Treaty Negotiations Minister Andrew Little will be meeting with representatives of Ngāpuhi and its hapū to find an alternative to Tuhoronuku while he is at Waitangi this year, he says.
The country's biggest iwi, Ngāpuhi rejected a revised mandate for settlement talks when more than 70 of its hundred-plus hapū gave it the thumbs down in December.
The National government accepted the mandate known as Tuhoronuku, inititated by rūnanga leader Sonny Tau nearly ten years ago.
But Mr Little said the latest vote had made it clear hapū did not want to settle under that banner, or the most recent so-called evolved version.
"The Crown's view is, my view is, that the nature of Ngāpuhi is that you can't reach agreement with any one hapū until you reach agreement with all hapū.
"So we need Ngāpuhi to move together. What that looks like, how that's structured is the debate that we have to have and I'm keen to continue that discussion."
Mr Little said he did not consider the recent vote a failure but another step towards making progress.
"I'm not relenting in terms of the pressure that I'm putting on myself, on behalf of the Crown, but also on Ngāpuhi."
He said last year's efforts to fix the mandate had cost $1.2m, but the process had at least made it clear what Ngāpuhi did not want.
"It [the Tuhoronuku mandate] certainly isn't supported, that's pretty clear, so we've got to find the alternative.

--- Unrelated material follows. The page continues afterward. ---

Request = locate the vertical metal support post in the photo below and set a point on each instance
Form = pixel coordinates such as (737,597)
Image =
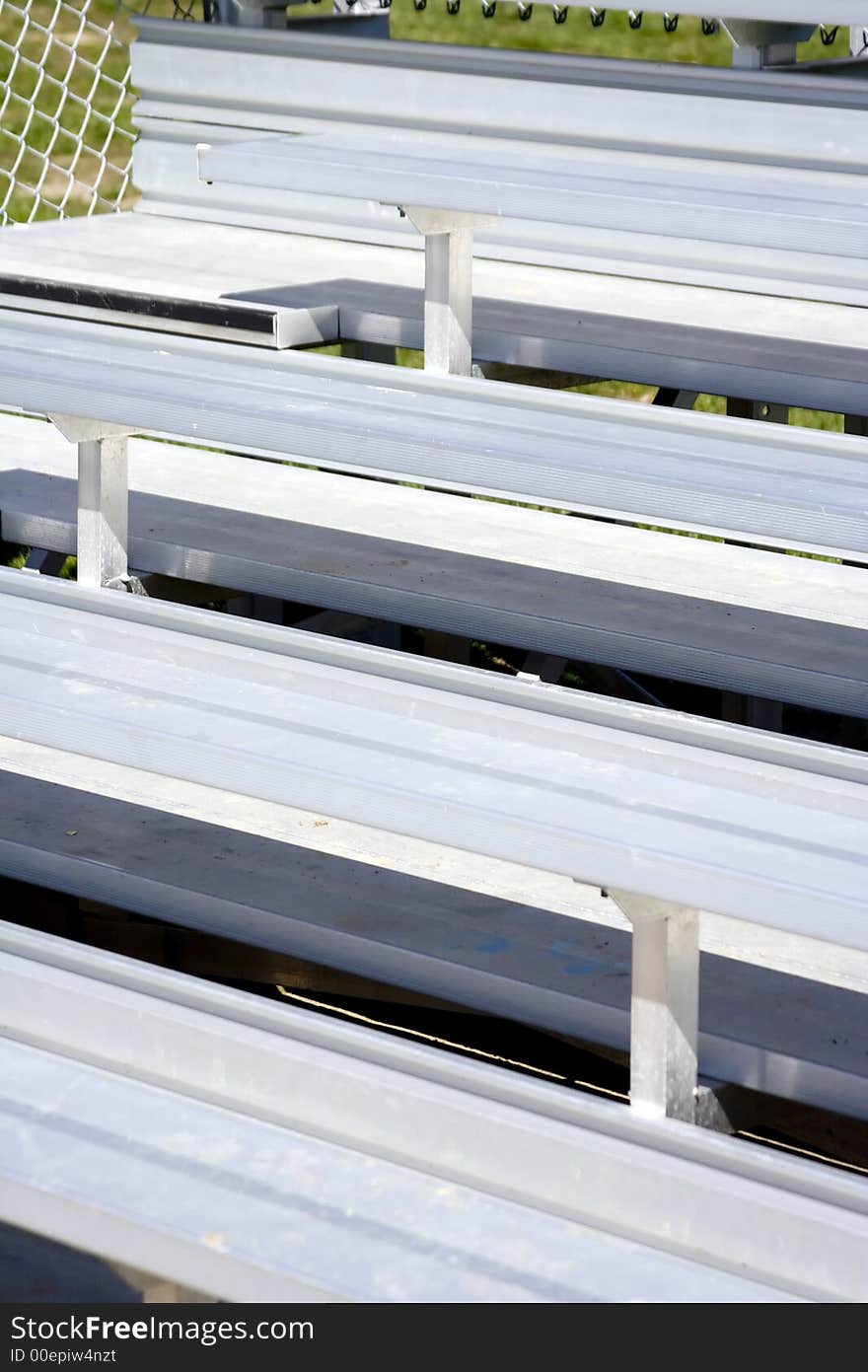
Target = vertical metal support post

I've got a number of engagements lined up with representatives of Ngāpuhi and hapū to talk about that.
"I'm confident that more talk and more dialogue is the only way we're going to find where that magic solution lies."
He ruled out dealing with any of the hapū who did support Tuhoronuku until the iwi had an overall plan for negotiations.
"There have been a lot of people come to me during the course of last year and since the vote result, saying clearly Tuhoronuku as an entity doesn't have the confidence of Ngāpuhi to negotiate on their behalf, to negotiate with the Crown.
"We have to find a way that we can negotiate with Ngāpuhi."
However, he was not planning to formally withdraw the crown's acceptance of the Tuhoronuku mandate at this point, Mr Little said.
"To me that's an irrelevance and a distraction; clearly Tuhoronuku as an entity doesn't have the confidence of Ngāpuhi to negotiate on their behalf with the Crown. And although 31 hapū supported it, that is not enough in my view, for the Crown to enter negotiations," he said.